> On 9 Apr 2017, at 05:12, Tony Allevato <tony.allev...@gmail.com> wrote:
> 
> Agreed—I think the parentheses have to go on the outside for this to work. In 
> this sense, `\Person.mother.age` is an expression that returns a keypath 
> type, with the idea that the parser is greedy and tries to take as many 
> dotted names that follow.
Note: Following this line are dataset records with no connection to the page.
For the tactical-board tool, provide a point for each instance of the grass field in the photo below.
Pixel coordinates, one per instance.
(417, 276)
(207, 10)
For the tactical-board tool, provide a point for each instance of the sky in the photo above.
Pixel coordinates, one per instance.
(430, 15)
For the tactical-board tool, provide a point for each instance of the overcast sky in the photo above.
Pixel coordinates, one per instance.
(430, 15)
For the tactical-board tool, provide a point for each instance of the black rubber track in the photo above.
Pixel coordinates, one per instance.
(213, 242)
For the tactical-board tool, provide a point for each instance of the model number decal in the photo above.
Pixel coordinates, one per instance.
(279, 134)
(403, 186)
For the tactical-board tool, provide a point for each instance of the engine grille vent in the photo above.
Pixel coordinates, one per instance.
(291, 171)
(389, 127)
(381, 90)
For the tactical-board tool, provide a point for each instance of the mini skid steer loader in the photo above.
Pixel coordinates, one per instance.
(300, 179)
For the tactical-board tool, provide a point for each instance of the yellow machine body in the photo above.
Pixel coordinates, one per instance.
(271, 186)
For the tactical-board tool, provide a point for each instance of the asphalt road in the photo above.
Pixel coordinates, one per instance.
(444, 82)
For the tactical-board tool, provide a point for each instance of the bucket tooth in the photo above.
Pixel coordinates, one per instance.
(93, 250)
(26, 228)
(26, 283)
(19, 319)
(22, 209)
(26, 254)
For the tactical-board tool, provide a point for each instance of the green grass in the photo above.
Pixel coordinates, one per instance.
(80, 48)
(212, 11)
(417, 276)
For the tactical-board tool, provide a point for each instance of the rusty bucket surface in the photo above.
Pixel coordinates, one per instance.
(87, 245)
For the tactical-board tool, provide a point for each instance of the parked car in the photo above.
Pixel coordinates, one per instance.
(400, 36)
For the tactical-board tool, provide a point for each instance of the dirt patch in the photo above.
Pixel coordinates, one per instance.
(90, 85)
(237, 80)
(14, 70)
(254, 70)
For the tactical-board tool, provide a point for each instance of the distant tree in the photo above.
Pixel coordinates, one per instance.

The parentheses halt that if needed, but the 
> backslash needs to be bound to the type name for the part inside the 
> parentheses to be interpreted as a keypath.
> 
> `\(Foo.bar)` looks like it would try to evaluate `Foo.bar` first and then 
> compute the "keypath" of that, which doesn't make sense, whereas `(\Foo.bar)` 
> makes it clear that the keypath expression is being separated from whatever 
> might come after it.

I kind of like having it outside the brackets for the consistency with 
inserting variables etc. within strings; I've learned to think of that as a 
special type of escape from the "string" context, so it could make sense for 
key-paths in the same way.

I'm just thinking that since we're using a backlash it feels a lot like we're 
escaping from normal type access in order to define the key-path instead, and 
since \() is a form of escape used inside strings to encompass something larger 
it makes a kind of sense to me.

As Brent says though it shouldn't be a very common case so it doesn't really 
matter; I'd be fine with either style. I suppose using the backslash inside the 
brackets may be simpler to parse since it's using the parenthesis as normal?